そして、そういう「成長」の目的意識があったとして、それを実現するための手段として仕事が適しているのか、あるいはプライベートでの取り組みが適しているのかは、ケースバイケースということになる。上のミュージシャンや小説家の例だと、やはり仕事だと厳しそうだ。また、仕事とある程度親和性が高い成長を本人が望んでいたとしても、職場環境によっては効率が著しく下がる場合もある。「仕事を通じて成長」があらゆる「成長」に対して万能な解かというと、やはりそれは違うと僕は思う。

 

日本の就職活動や一部経営者が持ち出す理論だと、こういった成長の「内容」や「質」に関する議論をすっ飛ばして、とにかく「成長が必要」であり、そして「それは仕事を通じてしか得られない」という方向に話が進む。
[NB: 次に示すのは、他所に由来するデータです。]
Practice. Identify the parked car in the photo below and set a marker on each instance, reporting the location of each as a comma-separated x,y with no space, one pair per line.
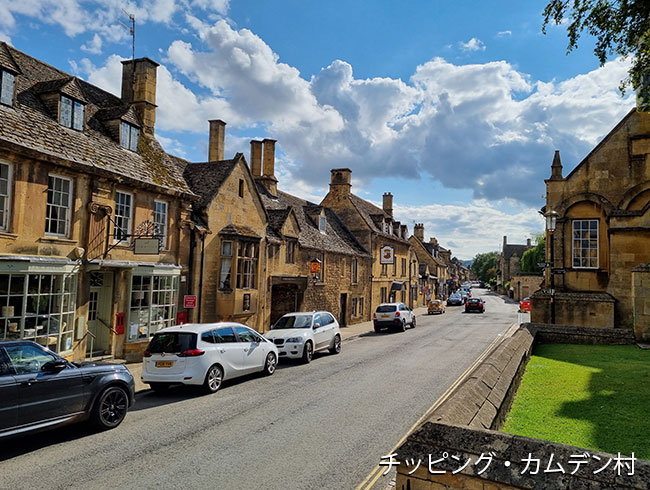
455,299
40,390
206,354
393,315
474,304
435,306
299,335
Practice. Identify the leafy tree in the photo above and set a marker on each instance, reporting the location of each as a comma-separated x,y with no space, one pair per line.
619,26
484,265
533,256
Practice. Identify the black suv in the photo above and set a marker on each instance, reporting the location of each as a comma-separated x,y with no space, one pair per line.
40,389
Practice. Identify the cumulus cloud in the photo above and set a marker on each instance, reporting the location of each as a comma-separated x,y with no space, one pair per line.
473,45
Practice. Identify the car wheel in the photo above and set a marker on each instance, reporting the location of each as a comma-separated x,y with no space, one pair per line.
307,352
336,348
159,387
213,379
110,408
270,364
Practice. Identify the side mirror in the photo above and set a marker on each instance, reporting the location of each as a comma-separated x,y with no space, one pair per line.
54,366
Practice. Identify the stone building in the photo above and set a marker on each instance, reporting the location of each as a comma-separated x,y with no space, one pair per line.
378,233
509,263
602,238
85,190
230,225
300,232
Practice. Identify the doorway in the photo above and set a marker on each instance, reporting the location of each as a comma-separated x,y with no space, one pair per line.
100,302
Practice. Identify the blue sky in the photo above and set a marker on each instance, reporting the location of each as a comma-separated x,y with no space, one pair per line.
454,107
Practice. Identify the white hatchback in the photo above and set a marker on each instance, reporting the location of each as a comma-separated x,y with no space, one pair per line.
299,335
206,354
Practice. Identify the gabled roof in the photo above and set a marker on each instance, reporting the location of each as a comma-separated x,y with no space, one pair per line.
337,237
28,126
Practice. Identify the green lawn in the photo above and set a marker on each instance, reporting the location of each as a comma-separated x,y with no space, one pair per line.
591,396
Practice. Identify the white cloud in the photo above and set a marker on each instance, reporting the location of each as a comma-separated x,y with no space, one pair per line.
473,45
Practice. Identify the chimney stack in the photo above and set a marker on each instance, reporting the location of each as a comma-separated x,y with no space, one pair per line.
139,90
216,141
256,158
418,231
388,204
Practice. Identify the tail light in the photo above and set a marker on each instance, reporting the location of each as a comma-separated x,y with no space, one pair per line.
191,353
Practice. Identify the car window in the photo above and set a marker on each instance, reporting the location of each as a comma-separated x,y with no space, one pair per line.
244,334
27,359
225,335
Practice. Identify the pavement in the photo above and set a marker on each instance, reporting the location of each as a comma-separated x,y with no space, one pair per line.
347,333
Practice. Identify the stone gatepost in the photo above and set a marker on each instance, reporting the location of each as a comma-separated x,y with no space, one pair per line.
641,302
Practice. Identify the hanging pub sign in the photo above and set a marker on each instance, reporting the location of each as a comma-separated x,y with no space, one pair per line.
315,266
386,255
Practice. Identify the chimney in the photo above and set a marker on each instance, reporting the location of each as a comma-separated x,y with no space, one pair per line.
340,182
388,204
216,142
256,158
418,231
556,167
139,90
268,171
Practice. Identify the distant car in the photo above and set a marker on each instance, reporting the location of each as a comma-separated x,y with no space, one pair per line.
435,306
393,315
474,304
299,335
41,390
455,299
206,354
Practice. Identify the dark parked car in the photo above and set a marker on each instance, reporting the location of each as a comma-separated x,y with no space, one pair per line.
40,390
474,304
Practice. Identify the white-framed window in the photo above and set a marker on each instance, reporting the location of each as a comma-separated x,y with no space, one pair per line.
129,136
59,206
123,216
160,217
7,85
5,196
71,113
585,243
225,281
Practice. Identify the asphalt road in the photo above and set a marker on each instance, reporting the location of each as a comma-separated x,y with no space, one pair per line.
317,426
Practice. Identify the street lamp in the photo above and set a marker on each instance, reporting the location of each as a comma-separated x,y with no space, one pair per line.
551,223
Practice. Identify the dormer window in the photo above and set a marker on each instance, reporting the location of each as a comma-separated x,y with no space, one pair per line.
7,87
129,136
71,113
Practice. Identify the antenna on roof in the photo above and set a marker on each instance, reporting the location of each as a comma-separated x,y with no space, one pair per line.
131,29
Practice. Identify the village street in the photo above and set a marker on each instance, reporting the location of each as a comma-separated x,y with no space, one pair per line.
322,425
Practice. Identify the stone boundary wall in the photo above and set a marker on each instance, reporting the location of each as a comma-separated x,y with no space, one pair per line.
465,425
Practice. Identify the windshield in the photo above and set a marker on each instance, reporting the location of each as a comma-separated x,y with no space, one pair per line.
293,321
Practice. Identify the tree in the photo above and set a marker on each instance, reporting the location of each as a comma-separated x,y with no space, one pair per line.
619,26
535,255
484,266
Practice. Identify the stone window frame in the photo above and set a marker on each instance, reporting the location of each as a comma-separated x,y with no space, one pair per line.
77,113
578,254
7,84
53,207
5,196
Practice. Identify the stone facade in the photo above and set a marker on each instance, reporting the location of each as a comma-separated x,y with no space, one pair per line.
603,223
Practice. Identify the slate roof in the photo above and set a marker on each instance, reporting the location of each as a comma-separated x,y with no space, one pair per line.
337,237
28,124
206,178
373,216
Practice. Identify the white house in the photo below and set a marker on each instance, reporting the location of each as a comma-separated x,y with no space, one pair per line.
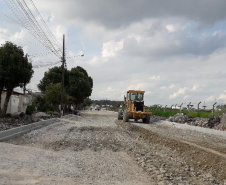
18,102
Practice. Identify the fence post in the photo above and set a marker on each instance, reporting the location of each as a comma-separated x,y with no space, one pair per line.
198,105
213,107
171,106
188,106
165,108
180,107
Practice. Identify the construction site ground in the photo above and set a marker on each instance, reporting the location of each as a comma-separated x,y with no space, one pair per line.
95,148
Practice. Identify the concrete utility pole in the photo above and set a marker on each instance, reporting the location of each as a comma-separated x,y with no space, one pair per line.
199,104
62,81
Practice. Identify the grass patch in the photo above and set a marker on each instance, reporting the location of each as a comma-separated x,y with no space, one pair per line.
191,114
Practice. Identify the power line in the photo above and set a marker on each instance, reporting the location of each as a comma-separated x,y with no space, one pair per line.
27,19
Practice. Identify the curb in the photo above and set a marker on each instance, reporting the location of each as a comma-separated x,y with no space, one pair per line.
14,132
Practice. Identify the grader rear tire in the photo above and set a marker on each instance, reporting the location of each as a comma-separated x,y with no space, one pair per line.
125,116
146,119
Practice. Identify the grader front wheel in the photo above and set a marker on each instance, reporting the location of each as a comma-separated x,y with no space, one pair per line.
146,119
125,116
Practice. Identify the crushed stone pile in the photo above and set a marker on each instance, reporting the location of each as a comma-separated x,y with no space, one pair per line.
216,122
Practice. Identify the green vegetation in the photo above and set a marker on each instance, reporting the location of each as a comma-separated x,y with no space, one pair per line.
30,109
15,71
192,113
77,88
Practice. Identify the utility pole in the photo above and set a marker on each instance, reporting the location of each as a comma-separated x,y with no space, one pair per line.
62,81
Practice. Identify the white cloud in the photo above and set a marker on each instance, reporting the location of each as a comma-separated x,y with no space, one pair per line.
111,48
210,99
170,28
180,92
155,78
222,97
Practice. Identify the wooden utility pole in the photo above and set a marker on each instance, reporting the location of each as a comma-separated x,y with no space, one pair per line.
62,81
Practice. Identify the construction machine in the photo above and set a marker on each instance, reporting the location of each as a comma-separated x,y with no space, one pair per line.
133,107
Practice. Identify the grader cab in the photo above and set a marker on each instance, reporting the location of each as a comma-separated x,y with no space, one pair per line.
134,107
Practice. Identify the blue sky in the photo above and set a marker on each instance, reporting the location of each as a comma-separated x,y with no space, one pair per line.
174,51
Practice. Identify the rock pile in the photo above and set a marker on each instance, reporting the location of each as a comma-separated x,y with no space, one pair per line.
179,118
213,122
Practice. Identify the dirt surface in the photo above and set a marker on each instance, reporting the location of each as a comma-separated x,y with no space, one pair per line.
95,148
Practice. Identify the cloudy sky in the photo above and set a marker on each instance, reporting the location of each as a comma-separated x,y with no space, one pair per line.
174,50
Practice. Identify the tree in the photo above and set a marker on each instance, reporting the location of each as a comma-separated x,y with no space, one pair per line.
15,70
53,76
53,95
78,85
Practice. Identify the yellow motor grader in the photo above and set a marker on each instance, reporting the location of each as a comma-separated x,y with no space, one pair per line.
133,107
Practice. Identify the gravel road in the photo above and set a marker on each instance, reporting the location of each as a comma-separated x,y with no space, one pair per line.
95,148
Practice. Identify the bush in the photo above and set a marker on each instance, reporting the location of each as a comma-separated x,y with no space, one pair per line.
30,109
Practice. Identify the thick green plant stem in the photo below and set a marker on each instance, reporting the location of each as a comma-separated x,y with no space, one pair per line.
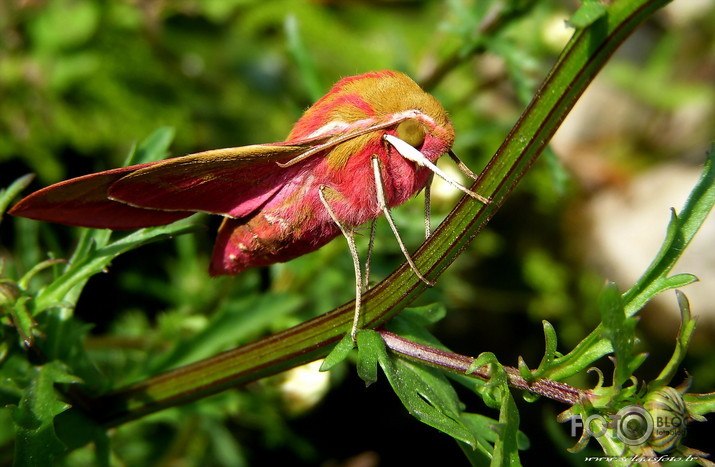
583,57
僕が強く違和感を覚えているのはこういう風潮で、何らかの形で能力向上をしてくことが楽しく生きることにとって重要だということには異論がないが、それが仕事という形(しかも、仕事への献身という形)でのみ得られるというように話が進むのは、やはり違うのではないかと思ってしまう(小飼さんは別にそんなことは書いてないけど)。

 

いずれ人類は、週休二日どころか週勤二日で必要なものを賄えるようになるし、そうなるべきだと私は信じているけれど、一足飛びにそこには行けるわけではないし、そうなったらそうなったらで今度は残りの五日を楽しく過ごすのに「成長」と呼ぶしかない道程が必要になるはず。

 

『働かざるもの、飢えるべからず。』も読ませていただいたが、小飼さんの社会のあり方に関する考えには、共感するところが非常に多い。そのような社会実現のための「成長」が必要であれば、自分も努力をしていきたいと思っている。それを仕事を通じて実現するかは、お約束できないのだけど。